Tetiği başına çevirdi o an çocuk. Hiç düşünmeden bastı tetiğe…

 <.> <.> <.> <.> <.>

Baransel Holding binasının en üst katından şehri izliyordu Esved. Kardeşlerini kendi elleriyle öldürdüğü o anı bu aralar daha sık hatırlar olmuştu. O gün patlamamıştı silah bir iki üç defalarca çekmişti tetiği ama patlamamıştı lanet olasıca… Tam o an polis sirenleri duyulmaya başlamıştı. Adamlar kaçarken rastgele birkaç kurşun sıkmışlar ama aldığı yaralarda öldürmemişti onu.

 Tam beş cenaze kaldırmıştı daha on bir yaşındaki o kara gözlü çocuk. Üçünü kendi elleriyle öldürmüştü. Kimseye söyleyememiş.. Kimseye anlatamamıştı olanları. Bir tek Mansur biliyordu içindeki bu karanlığın membaını.

O gün Esved ölmüş yerine bu adam doğmuştu.

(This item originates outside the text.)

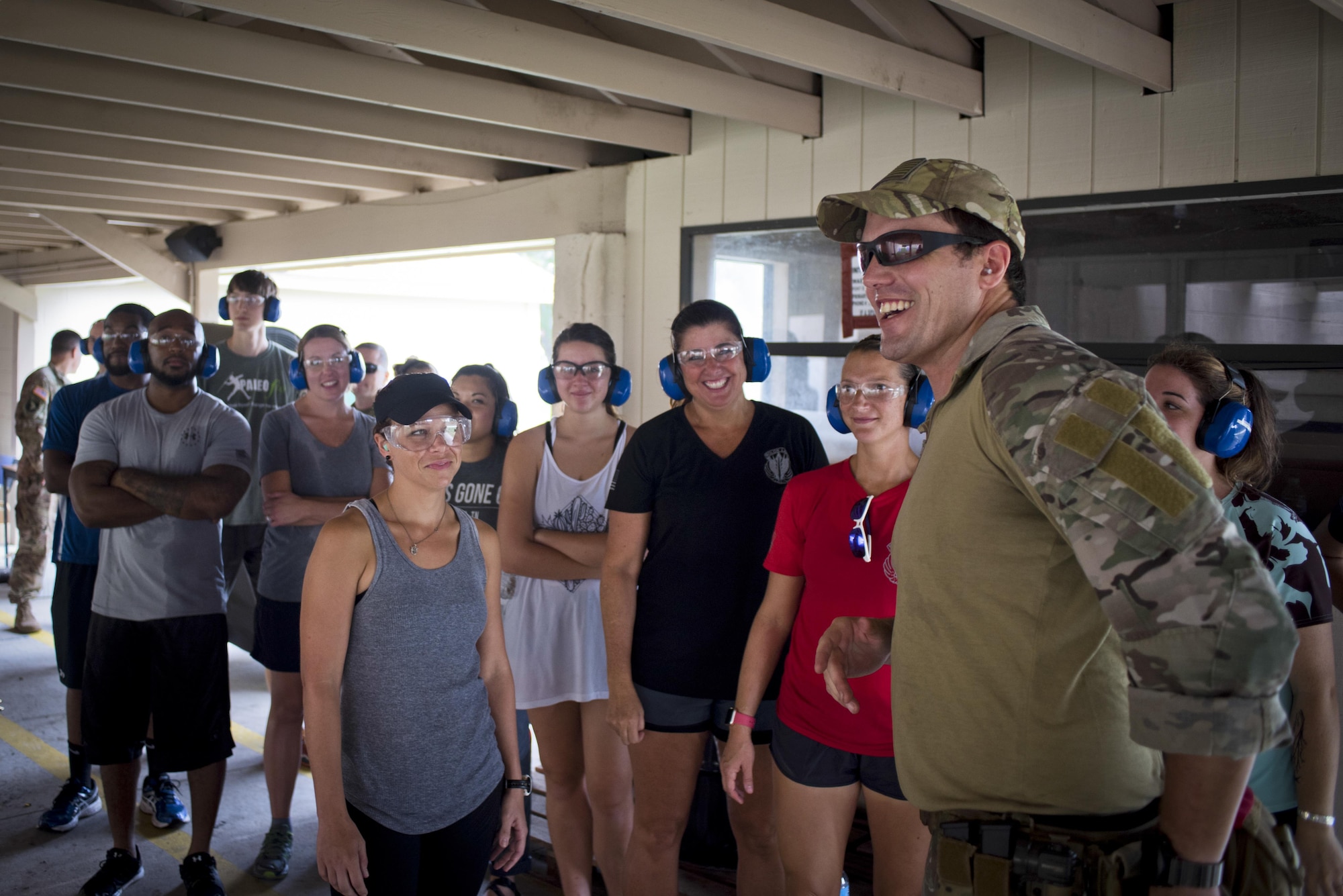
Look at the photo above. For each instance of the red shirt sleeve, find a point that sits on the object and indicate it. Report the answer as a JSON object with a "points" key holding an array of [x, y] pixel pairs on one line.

Tek bir dileği vardı onlara bunu reva gören adamı öldürmek. Yapmıştı da. On sekizinci yaş günü hediyesiydi o mafya babası. Avukat olab babası onun bir davasında karşı tarafı ısrarla savununca böyle kesmişti cezasını. Esved babası gibi değildi. Onun konuştuğu dilden konuşarak! Halletti işini. Her şey bittiğinde toprağa bile gömmedi onu. Domuzlara yem etti.

Ama her şey bittiğinde Esved normale dönemedi. Karanlıktı o adı gibi. Başka bir hayat istemedi. İllegal işler yapıyor karşısına kim çıkarsa aldırmıyordu. Ta ki o gün çantasını yere düşüren o mavi gözlü ahuyu görene kadar. Daha o an başına gelecekleri hissetmişti Esved.

Ama onların hikayesi daha yeni yazılıyordu. Ve sonunda kazanan mutlaka o olacaktı.